There can also be a happy surprise. Gift annuities are usually invested conservatively. Assume the charity’s annuity reserves earned a modest 4% constant net return every year. The residuum from Shaila’s annuity would be $108,995. That’s a little over twice the ACGA assumption of 50% of the donor’s original gift. Another surprise, but a pleasant one.

Avoiding Negative Deferred Annuity Surprises

Achieving solid gift annuity reserve investment returns, following the ACGA rates, and monitoring annuity market values can keep deferred gift annuities out of trouble. Investment returns during the deferral period need to be like Goldilocks’s porridge, not too hot, not too cold, but just right. Losses due to equity risk during the deferral period can spell disaster for deferred annuities. The impact of negative or anemic returns is to increase the effective payout by reducing the annuity principal. Overly conservative investment in fixed income arrangements can cause the principal to fall behind the compounding rate of a deferred annuity. “Just right” investing will match or exceed the compounding rate without exposing the gift annuity reserve to excessive fluctuations in value.

The ACGA uses conservative assumptions in setting immediate and deferred gift annuity rates. Gross investment returns are 3.75% with a 1% management fee. Therefore, net returns both for rate setting for immediate annuities and compounding for computing deferred annuities is based on net returns of 2.75%.
At the other extreme is risk avoidance at the expense of returns. As of this writing, the best CD rate for terms exceeding 5 years is 1.1%. A 20-year Treasury note yields 1.753%. Investment grade bonds offer higher yields but carry their own risks. Bonds are less risky than stocks, but that does not mean there is no chance of losing principal. Bond prices decline when interest rates rise, when the issuer experiences a negative credit event, or as market liquidity dries up. Inflation can also erode the returns on bonds, as well as taxes or regulatory changes.

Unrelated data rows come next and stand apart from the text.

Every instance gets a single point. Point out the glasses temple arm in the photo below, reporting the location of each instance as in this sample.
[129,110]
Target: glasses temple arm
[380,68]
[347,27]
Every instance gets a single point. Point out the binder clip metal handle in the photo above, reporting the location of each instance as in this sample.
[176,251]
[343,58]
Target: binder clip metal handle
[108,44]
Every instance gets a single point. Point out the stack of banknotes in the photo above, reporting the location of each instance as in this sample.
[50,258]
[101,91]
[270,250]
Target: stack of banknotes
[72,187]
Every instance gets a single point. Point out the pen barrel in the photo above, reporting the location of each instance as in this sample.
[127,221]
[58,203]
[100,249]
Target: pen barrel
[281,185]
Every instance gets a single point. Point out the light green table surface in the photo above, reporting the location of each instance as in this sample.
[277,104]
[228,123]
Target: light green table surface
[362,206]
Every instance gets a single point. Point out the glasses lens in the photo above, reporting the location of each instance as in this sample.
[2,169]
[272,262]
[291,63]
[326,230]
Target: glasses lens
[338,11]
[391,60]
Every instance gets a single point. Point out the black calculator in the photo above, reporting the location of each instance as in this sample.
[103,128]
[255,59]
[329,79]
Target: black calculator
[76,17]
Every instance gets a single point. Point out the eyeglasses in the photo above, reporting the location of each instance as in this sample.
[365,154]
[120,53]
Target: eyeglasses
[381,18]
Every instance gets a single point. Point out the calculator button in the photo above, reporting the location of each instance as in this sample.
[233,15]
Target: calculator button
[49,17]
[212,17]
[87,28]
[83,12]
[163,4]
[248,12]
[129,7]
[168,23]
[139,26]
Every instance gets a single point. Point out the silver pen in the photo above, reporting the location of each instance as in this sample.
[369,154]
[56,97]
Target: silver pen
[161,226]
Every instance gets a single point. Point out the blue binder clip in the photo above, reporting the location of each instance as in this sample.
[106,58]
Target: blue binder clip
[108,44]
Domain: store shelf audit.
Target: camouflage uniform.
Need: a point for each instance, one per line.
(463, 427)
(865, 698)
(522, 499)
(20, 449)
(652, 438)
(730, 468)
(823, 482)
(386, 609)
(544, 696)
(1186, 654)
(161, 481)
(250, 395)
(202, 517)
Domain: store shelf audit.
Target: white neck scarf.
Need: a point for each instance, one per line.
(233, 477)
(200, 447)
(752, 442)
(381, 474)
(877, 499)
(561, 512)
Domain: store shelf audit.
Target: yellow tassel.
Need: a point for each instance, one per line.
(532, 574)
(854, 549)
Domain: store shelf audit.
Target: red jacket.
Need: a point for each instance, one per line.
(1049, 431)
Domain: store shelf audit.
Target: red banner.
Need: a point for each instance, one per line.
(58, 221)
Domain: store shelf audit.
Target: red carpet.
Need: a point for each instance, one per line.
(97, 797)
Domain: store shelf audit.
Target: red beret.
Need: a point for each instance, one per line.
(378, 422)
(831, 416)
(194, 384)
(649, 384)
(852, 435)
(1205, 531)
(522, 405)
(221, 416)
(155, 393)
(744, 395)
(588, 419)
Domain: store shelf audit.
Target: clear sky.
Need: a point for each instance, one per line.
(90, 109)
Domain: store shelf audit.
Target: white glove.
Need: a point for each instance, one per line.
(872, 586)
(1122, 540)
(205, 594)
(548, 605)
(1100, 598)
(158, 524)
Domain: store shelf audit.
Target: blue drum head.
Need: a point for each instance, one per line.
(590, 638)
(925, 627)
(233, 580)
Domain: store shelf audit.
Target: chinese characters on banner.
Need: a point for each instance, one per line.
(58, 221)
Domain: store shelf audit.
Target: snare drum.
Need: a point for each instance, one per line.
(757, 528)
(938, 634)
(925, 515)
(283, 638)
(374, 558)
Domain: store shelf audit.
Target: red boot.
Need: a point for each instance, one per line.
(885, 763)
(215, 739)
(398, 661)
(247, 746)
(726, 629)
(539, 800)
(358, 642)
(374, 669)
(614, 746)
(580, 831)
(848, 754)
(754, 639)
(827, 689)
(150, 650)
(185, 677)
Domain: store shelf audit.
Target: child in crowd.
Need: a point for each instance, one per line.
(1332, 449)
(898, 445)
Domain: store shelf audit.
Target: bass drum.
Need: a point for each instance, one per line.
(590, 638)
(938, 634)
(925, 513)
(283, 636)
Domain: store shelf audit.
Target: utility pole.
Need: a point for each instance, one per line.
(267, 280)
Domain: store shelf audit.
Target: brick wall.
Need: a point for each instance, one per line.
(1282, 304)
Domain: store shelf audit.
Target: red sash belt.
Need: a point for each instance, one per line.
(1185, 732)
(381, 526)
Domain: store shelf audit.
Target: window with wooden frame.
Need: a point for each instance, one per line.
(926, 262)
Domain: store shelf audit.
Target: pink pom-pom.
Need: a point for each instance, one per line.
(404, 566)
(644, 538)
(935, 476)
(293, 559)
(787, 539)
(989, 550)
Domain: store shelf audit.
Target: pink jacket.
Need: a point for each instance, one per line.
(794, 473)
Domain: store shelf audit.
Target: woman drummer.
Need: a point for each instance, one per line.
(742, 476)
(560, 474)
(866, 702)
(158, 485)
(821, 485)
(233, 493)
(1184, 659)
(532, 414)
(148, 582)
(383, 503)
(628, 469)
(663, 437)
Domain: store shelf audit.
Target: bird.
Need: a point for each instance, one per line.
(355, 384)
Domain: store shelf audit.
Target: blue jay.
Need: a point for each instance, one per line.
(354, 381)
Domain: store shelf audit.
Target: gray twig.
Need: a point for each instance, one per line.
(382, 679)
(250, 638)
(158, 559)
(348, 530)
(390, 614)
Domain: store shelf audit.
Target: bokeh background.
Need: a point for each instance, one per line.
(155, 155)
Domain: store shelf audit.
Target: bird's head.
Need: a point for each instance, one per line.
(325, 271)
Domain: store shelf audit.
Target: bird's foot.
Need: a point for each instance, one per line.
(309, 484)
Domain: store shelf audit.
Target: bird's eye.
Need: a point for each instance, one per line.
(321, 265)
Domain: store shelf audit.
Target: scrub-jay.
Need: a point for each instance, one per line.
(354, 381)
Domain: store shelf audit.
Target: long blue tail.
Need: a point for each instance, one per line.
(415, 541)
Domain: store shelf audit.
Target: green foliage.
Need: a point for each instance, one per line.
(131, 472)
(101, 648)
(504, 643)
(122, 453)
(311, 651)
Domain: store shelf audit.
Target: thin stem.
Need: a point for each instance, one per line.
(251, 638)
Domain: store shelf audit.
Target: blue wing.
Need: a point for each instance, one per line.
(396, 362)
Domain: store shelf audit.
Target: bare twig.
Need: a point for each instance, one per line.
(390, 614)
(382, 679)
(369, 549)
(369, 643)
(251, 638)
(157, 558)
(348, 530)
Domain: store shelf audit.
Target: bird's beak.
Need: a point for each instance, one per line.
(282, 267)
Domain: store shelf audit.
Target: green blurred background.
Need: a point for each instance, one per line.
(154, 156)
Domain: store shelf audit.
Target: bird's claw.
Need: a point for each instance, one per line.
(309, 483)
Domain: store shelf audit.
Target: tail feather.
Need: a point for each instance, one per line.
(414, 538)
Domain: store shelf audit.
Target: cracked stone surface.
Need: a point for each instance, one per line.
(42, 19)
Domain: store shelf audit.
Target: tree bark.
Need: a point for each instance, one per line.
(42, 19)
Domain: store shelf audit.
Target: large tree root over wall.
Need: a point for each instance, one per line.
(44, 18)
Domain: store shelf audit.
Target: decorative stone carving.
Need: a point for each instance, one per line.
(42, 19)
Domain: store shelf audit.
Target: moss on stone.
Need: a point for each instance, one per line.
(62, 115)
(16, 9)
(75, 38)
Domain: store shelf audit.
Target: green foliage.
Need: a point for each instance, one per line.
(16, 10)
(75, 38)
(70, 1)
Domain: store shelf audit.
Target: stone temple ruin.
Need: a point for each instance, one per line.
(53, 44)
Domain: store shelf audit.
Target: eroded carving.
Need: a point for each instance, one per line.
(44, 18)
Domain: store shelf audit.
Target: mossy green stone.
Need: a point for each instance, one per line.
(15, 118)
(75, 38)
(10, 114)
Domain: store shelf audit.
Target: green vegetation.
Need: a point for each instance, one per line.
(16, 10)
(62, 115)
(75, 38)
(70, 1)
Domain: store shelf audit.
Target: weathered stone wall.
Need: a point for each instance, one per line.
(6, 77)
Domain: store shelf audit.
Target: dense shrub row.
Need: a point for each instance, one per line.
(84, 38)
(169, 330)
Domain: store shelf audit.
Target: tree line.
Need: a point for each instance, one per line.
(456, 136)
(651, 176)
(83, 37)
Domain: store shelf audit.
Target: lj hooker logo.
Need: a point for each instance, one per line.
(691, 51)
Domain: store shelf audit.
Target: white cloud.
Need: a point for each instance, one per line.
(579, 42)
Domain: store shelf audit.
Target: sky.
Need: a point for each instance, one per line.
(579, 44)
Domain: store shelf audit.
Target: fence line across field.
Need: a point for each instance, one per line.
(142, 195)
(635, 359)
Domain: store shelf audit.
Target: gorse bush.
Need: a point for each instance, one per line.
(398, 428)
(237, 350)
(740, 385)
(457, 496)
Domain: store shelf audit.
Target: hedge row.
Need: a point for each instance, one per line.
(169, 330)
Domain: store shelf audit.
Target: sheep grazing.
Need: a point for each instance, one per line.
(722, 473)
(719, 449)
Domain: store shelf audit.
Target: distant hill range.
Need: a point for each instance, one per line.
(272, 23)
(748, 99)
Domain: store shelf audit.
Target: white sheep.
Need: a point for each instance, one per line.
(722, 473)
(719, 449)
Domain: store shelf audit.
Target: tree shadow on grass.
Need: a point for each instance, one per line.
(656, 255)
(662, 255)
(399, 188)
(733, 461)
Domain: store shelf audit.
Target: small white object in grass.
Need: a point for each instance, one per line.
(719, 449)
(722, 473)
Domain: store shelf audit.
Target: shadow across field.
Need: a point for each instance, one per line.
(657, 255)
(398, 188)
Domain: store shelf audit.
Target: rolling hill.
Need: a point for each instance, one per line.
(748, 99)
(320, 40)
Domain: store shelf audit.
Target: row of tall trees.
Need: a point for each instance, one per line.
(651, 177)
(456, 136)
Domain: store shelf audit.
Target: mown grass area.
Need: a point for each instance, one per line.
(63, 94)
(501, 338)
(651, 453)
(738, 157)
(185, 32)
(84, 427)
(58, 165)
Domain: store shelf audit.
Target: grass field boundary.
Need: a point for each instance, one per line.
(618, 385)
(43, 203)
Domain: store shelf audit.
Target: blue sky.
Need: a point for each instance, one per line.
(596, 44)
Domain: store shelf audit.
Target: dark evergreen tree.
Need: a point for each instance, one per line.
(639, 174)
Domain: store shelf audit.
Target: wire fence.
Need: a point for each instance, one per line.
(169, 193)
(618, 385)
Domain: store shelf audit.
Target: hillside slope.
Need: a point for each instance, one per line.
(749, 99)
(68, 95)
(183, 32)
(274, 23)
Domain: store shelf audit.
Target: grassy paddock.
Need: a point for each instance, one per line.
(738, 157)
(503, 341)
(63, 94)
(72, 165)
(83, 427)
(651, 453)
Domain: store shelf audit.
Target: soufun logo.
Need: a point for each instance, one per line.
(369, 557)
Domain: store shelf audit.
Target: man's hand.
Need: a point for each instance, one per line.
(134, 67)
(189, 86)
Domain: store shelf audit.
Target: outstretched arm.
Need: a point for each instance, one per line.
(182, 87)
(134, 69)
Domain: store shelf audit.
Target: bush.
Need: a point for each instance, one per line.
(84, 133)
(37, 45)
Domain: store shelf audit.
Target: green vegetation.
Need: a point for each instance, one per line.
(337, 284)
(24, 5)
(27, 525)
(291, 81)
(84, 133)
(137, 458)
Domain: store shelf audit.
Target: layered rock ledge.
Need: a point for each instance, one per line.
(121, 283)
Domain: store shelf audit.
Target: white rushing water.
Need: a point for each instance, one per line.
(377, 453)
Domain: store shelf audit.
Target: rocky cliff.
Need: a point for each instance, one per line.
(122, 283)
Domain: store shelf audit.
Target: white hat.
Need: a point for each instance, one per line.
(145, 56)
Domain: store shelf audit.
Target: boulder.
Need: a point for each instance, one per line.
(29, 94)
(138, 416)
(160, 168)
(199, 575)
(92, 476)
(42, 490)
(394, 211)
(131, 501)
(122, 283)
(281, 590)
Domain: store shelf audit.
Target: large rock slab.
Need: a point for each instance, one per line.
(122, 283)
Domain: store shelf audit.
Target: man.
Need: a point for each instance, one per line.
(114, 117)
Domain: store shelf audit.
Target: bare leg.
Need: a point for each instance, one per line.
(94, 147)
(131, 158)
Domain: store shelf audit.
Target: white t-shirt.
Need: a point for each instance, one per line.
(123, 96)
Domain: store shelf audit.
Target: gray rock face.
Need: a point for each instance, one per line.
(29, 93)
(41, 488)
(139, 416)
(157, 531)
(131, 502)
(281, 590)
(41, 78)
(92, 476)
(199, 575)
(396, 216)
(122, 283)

Gift annuity administration should include monitoring the value of individual annuity contracts. That is the only way to know if an annuity is making or losing money. There are options to address deferred annuities that are losing money. Annuitants may surrender their income interest either in whole or in part. This relieves the issuing charity of liability for paying the annuity. Alternatively, annuitants can cash out their annuity. The annuitant receives a lump sum payment equal to the present value of their future payments. The issuing charity receives the balance, if any, and is relieved of the liability of making payments. These risk control strategies only work when the charity knows the value of each of its annuity contracts.

Conclusion

Deferred annuities offer a flexible solution for donors who want future income at attractive rates. All annuities require scrutiny before acceptance and careful management and monitoring once in place. Deferred annuities deserve scrutiny to avoid a negative surprise. The compounding of the deferred annuity rate generates future liabilities that require careful management. Doing so will avoid unpleasant surprises and could yield happy surprises.